Geometry help

[BlckMgk]

Its been a while since I did geometry in school but I need some help with some right triangle measurements.

I have a leg length of 2 inches and 4 inches and they intersect at a right angle (90degrees)

What I need to know is:
The angle where the hypotnous and the 4inch leg meet.
The angle where the 2inch leg and the hypotnous meet.
And the length of the hypotnous.

From trying to refresh by searching the web I found the Sine, Cosine, and Tangent formulas but forgot how to apply them.

Please help!

-Blck

[megadud]

45 you're welcome

[vorticon]

short leg angle where it meets the hypotenuse is 28.64 degrees (1/ (2/4 *tan))
the other angle is 64.36 degrees (90 - 28.64)

the length is 4. 47(4/ sine(64.36))


but dont take my word for it, i was never to great at it when i was doing every day, let alone after a couple years of not doing it at all (or actually, letting the fancy construction calculator figure it out for me)

[john9001]

my calculating machine says

hypotenuse= 4.4721

angle for 4 inch leg=26.565

angle for 2 inch leg=63.435

[BlckMgk]

you guys got the same length, but different angles, how come?

-Blck..

BTW thanks!

[kamilyun]

a ------- 4 in ------------------- b
|                                      
                               
2                          
i                  
n            
           
|      
c

Length of hyp = (4^2 + 2^2)^1/2 = 20^1/2 = 2*5^1/2... "the square root of 20" or "two times the square root of five"

soh cah toa

sin = opposite over hyp
cos = adjacent over hyp
tan = opposite over adjacent

tan b = 2/4 = 0.5; b = tan^-1 (0.5) = i don't have my nice calc with me
tan c = 4/2 = 2; c = tan^-1 of (2.0) = ditto

Edit:  sweet online scientific calculator

inverse tanget of 0.5 = 26.57 degrees, this is angle b
inverse tanget of 2.0 = 63.43 degrees, this is angle c

They add up to 90...

[Dux]

SOHCAHTOA!

Glad somebody else remembers that.

[vorticon]

Originally posted by BlckMgk
you guys got the same length, but different angles, how come?

-Blck..

BTW thanks!

i was using the windows scientific calculator, and probably pressed the buttons in the wrong order.

[SIK1]

Using pathagareom therum (2^2+4^2)= hypotonus^2.

Hypotonus= 4.47"

using the law of sines the small angle is =27*
again using the law of sines the large angle is =63*

[FastFwd]

Originally posted by john9001
my calculating machine says

hypotenuse= 4.4721

angle for 4 inch leg=26.565

angle for 2 inch leg=63.435

Agreed.

[storch]

Originally posted by john9001
my calculating machine says

hypotenuse= 4.4721

angle for 4 inch leg=26.565

angle for 2 inch leg=63.435

yup

[SIK1]

You actually don't have enough significant figures to have anything less than a whole degree.

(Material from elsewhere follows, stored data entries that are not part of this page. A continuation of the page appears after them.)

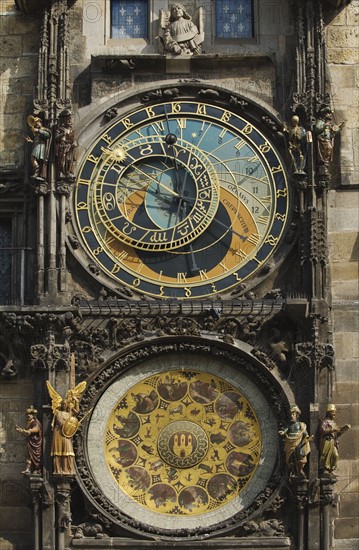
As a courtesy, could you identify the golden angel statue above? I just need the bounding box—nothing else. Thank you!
[159,3,205,56]
[46,381,87,475]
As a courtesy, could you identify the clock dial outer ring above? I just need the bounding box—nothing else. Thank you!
[74,100,290,298]
[85,351,278,533]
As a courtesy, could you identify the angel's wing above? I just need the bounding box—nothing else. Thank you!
[68,381,87,400]
[46,380,62,413]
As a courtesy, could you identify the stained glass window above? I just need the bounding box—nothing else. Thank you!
[216,0,254,39]
[111,0,148,39]
[0,221,12,304]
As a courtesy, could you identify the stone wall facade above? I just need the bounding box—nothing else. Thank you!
[326,3,358,547]
[0,1,358,549]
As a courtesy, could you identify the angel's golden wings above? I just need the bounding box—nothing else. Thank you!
[46,380,87,413]
[66,381,87,401]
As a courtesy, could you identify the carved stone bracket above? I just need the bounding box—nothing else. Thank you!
[319,477,337,506]
[53,475,74,550]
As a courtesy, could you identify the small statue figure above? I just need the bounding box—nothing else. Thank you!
[317,403,351,477]
[55,110,77,180]
[279,405,312,478]
[15,406,43,475]
[25,115,51,180]
[160,3,204,56]
[46,380,87,475]
[314,107,345,175]
[287,115,307,175]
[0,358,17,379]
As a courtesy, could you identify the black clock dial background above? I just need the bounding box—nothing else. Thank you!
[134,203,232,278]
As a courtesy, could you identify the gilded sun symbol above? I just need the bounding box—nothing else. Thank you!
[101,146,127,162]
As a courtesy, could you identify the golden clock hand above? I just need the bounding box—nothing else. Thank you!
[178,194,248,242]
[212,217,248,242]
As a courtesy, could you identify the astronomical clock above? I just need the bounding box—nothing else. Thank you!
[73,95,289,299]
[69,84,293,541]
[2,1,348,548]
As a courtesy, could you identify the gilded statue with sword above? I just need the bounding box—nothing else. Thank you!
[46,380,90,475]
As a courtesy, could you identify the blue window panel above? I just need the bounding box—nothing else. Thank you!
[111,0,148,39]
[216,0,253,39]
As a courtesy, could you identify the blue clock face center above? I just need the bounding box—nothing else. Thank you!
[144,164,196,230]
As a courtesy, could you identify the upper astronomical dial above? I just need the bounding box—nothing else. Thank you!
[93,136,220,252]
[75,99,290,299]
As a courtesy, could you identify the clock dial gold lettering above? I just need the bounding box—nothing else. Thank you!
[177,273,187,283]
[196,104,207,116]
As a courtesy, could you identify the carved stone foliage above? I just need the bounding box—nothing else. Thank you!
[74,339,286,539]
[31,339,70,371]
[0,311,79,375]
[67,304,293,378]
[295,342,334,371]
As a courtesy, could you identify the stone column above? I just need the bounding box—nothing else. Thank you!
[320,477,336,550]
[289,477,309,550]
[28,475,44,550]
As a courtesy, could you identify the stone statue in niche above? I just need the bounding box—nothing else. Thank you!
[159,3,204,56]
[316,403,351,478]
[15,406,43,474]
[55,110,77,181]
[46,381,87,475]
[25,115,51,180]
[314,106,345,175]
[287,115,308,175]
[279,405,312,478]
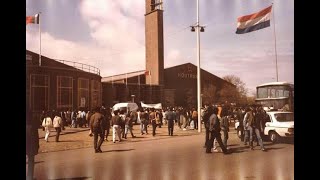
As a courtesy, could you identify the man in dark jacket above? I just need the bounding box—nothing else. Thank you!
[26,107,39,180]
[202,105,211,148]
[166,107,175,136]
[90,107,105,153]
[206,107,229,154]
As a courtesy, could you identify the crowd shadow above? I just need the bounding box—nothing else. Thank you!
[49,177,92,180]
[102,148,135,153]
[56,140,82,143]
[227,143,286,153]
[228,146,248,154]
[264,147,285,151]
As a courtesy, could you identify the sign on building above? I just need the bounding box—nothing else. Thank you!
[80,97,86,107]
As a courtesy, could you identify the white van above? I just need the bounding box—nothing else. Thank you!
[112,102,139,113]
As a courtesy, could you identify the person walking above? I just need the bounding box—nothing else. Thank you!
[191,108,198,130]
[139,109,146,135]
[166,107,175,136]
[206,107,228,154]
[252,107,266,151]
[26,107,39,180]
[202,105,211,148]
[220,107,230,149]
[124,111,136,138]
[100,107,112,141]
[243,107,254,149]
[111,109,122,143]
[89,107,105,153]
[42,111,53,142]
[149,108,157,136]
[53,112,63,142]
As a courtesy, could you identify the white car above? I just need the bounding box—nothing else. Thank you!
[264,111,294,143]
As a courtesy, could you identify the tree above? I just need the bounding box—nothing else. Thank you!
[202,84,217,106]
[221,75,249,105]
[184,88,196,108]
[217,83,238,104]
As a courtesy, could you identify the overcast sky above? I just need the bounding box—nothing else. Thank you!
[26,0,293,95]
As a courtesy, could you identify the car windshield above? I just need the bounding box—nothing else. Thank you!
[274,113,294,122]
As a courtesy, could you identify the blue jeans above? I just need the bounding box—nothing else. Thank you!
[254,128,265,149]
[244,126,253,144]
[140,123,145,133]
[221,129,228,148]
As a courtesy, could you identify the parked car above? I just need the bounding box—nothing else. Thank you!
[264,111,294,143]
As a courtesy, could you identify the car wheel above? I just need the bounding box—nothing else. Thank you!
[269,131,280,143]
[236,127,242,139]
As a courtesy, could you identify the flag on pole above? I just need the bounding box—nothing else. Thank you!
[236,5,272,34]
[26,14,40,25]
[145,70,151,76]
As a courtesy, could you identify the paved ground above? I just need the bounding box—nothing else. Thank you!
[33,122,294,180]
[38,123,206,153]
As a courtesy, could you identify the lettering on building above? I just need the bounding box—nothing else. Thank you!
[177,64,197,79]
[177,73,197,79]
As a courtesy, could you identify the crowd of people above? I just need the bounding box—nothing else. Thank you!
[27,103,271,179]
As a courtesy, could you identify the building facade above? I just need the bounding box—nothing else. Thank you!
[26,50,102,122]
[101,63,235,108]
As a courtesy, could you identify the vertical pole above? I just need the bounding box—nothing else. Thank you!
[126,73,128,88]
[39,12,42,66]
[138,74,140,102]
[196,0,201,132]
[272,4,278,82]
[111,76,113,88]
[150,71,152,103]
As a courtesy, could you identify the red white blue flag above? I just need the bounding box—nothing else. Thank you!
[26,14,40,25]
[236,5,272,34]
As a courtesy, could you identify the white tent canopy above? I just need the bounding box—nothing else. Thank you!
[141,102,162,109]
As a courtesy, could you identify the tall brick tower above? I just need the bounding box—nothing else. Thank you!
[145,0,164,85]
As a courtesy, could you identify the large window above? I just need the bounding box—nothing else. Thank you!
[257,85,291,99]
[257,87,268,98]
[91,80,101,108]
[78,78,89,108]
[256,83,294,111]
[31,74,49,111]
[57,76,73,109]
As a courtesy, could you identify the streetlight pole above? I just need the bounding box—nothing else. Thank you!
[190,0,204,133]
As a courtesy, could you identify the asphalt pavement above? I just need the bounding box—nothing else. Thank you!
[37,123,207,153]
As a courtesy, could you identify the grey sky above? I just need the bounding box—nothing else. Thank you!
[26,0,294,95]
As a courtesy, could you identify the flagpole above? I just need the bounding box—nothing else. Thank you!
[126,73,128,88]
[39,12,42,66]
[111,76,113,88]
[149,71,151,85]
[150,71,152,103]
[271,4,278,82]
[196,0,201,133]
[138,74,140,102]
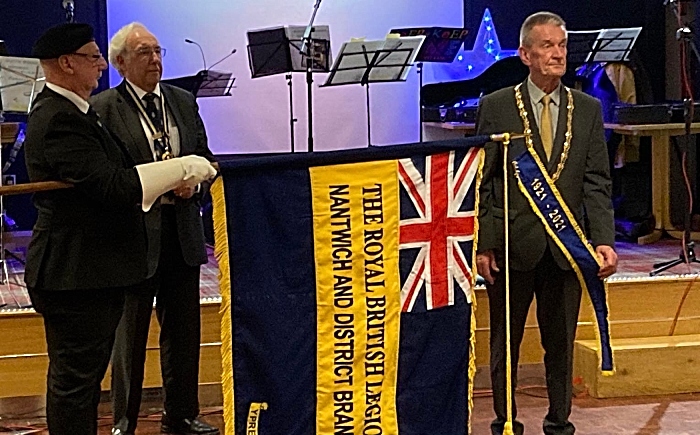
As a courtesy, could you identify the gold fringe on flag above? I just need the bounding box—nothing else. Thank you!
[211,177,235,435]
[468,148,486,435]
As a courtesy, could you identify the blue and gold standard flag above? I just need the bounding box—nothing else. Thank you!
[211,138,487,435]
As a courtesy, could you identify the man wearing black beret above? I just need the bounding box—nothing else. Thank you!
[24,22,217,435]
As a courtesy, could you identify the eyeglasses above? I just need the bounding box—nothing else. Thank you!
[133,46,166,58]
[70,52,104,62]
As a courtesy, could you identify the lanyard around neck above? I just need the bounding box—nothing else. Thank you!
[125,82,173,159]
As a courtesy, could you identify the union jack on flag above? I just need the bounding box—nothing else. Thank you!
[398,149,481,312]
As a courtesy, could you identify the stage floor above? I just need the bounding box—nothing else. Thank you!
[0,246,222,312]
[1,239,700,312]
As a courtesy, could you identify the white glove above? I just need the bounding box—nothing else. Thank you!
[180,155,218,185]
[135,156,217,212]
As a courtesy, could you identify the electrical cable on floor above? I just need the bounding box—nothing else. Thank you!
[0,427,43,434]
[0,408,44,419]
[472,382,550,400]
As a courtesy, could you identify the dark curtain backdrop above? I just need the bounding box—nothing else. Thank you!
[0,0,107,231]
[0,0,109,89]
[463,0,666,103]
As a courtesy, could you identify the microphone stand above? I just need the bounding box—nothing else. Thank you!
[300,0,322,152]
[185,39,207,71]
[287,73,296,152]
[209,49,237,71]
[650,0,700,275]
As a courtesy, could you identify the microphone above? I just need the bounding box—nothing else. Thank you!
[209,48,237,71]
[62,0,75,23]
[185,38,207,71]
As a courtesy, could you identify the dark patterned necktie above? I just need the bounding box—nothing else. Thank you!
[142,93,164,131]
[142,93,168,160]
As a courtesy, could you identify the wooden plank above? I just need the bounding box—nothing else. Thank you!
[606,122,700,135]
[574,334,700,397]
[472,275,700,365]
[0,302,223,398]
[0,355,48,397]
[0,311,46,356]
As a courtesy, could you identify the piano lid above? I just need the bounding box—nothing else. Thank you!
[421,56,529,107]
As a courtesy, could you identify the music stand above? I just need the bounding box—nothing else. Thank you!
[389,27,469,141]
[322,35,425,146]
[568,27,642,65]
[0,56,43,291]
[247,25,331,152]
[162,70,235,98]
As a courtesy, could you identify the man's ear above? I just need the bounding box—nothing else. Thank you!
[57,55,74,74]
[116,54,126,72]
[518,46,531,67]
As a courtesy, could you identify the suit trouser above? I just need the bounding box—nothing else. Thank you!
[111,206,202,432]
[29,286,125,435]
[487,247,581,435]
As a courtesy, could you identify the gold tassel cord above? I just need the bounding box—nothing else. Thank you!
[211,177,236,435]
[501,134,515,435]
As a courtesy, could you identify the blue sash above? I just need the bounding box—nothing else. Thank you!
[512,147,614,374]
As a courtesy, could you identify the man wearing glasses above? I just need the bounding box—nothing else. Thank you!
[25,23,217,435]
[92,23,218,435]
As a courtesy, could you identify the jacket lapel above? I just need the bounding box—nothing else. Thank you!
[547,85,569,173]
[116,81,155,163]
[160,84,188,154]
[520,81,549,166]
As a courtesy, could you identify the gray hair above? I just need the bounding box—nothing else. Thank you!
[108,22,148,76]
[519,12,566,47]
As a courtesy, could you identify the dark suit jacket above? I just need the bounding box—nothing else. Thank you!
[91,81,215,273]
[476,80,615,271]
[24,87,147,291]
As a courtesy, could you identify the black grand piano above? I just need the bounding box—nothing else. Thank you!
[421,56,529,124]
[421,54,675,126]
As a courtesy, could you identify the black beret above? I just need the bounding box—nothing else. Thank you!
[32,23,95,59]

Truthfuly the length of the hypotanus should be no more than two sig figs rounding up to 4.5".

[Jackal1]

OK, while you have those  brains fired up.

A cylindrical container that is 5 1/2 " tall with a circumfrence of 6 1/2 "............
How many ounces will it hold?

[Mak333]

Originally posted by Jackal1
OK, while you have those  brains fired up.

A cylindrical container that is 5 1/2 " tall with a circumfrence of 6 1/2 "............
How many ounces will it hold?

First off circumference is 2xPixRadius = 6.5

You need to find the area which is Pi x Radius^2

6.5/(2xPi) = Radius = 1.03 inches

(pi)(1.03^2)

3.36 is the area of the base

(3.36)(5.5) = 18.5 inches squared (volume)

I am not going to go any further because I have to go to my speech 101 class, but someone can figure out the ounces.

[SIK1]

Hmmm, I get 3.33"^2 for the area of the circle, and 18.3"^3 for the volume of the cylinder.

1 fl. oz.= 1.804"^3 so if you take the volume of the cylinder 18.3"^3 divide by 1.804"^3 you will get the fluid ounces that the cylinder will hold. I get 10.1 fl oz.